037 - Three Parties

Published: Aug. 23, 2021, 11 a.m.

Micah asks the question if we need to expand the boundaries of the progressive left. K Sera and Phill have cynical hearts and will hopefully be proven wrong.

 

Note: This episode was originally recorded in the summer of 2020. Discussions over the presidential elections, DNC primaries, the vintage last year of political discourse (from the publish date of this podcast episode) are in vogue today! Funnily enough this episode is still relevant, despite feeling like it was a time from a million news-cycles ago.

 

Show notes:

The progressive left

Why don’t we have more political parties in the US?

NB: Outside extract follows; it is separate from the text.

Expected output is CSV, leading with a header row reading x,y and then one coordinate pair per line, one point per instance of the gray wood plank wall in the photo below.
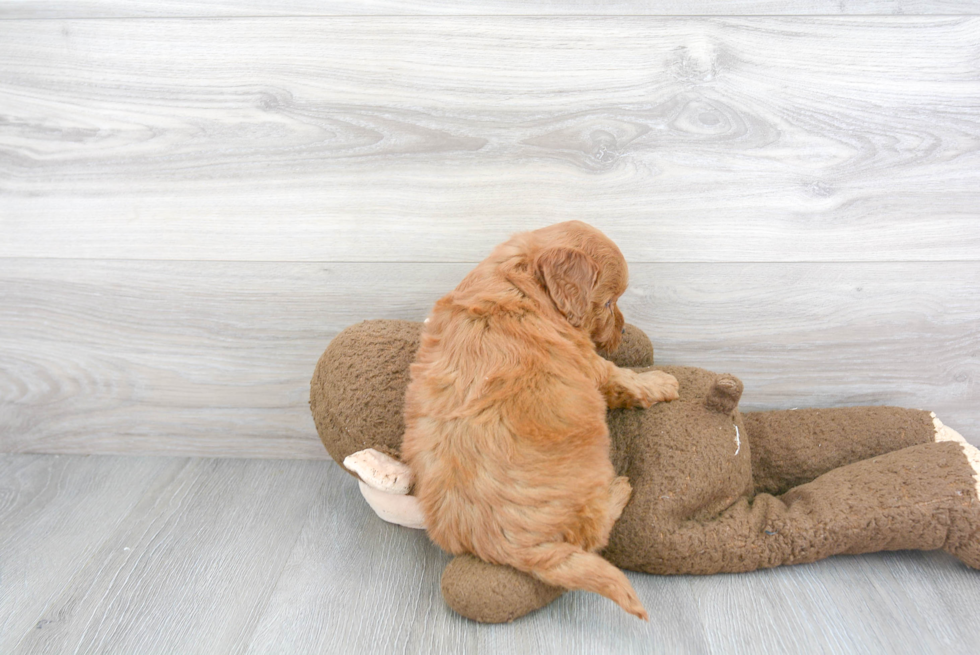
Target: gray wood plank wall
x,y
192,207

Quite possibly why we don’t have good politicians

What really happens when we recycle plastic?

 

K Sera’s afterthoughts:

- Me when Micah runs for office.

- I’m not sure a three party system can work with our current voting set up, but if ranked choice voting becomes part of the system, a third party can have actual viability.

- Unfortunately, as long as the current system is advantageous to the two parties running the system, nothing will change. Our democracy will remain stagnant and third party voters may as well be burning their ballots.

 

Phill’s afterthoughts

-We are publishing this episode in late summer, but right now (in the late summer of 2021) there is an interesting gambit occurring in US politics. A trillion dollar Infrastructure Bill might be held hostage until the more progress trillion-dollar Progressive bill is passed in the Senate. If this maneuver actually works, the small progressive left might have actually pushed the entire Democratic Party to the left (where it used to belong). If it doesn’t work, it appears we will all boil alive in an inferno of environmental injustice. So, no pressure!

- In our very first episode we talked about how we would love more viable political parties. In this latest episode we talk about how there are warring camps inside the big two political parties. Honestly, the GOP will always have the advantage since their entire motto is “we want the status quo” and if they do not pass a single bill in their entire legislative session the win by default. Meanwhile, we have people in the Democratic Party that are basically considered “moderate” when in any other country these would be solid-conservatives.

-Also, progressive people just don’t vote. If they ever wanted to have more affordable health care, college, housing, and holding corporations accountable for paying their fair share (or I don’t know, paying for their negative externalities that they push onto innocent bystanders) then a progressive candidate should have won the primary. Except they mostly stayed home, and YES I AM STILL BITTER.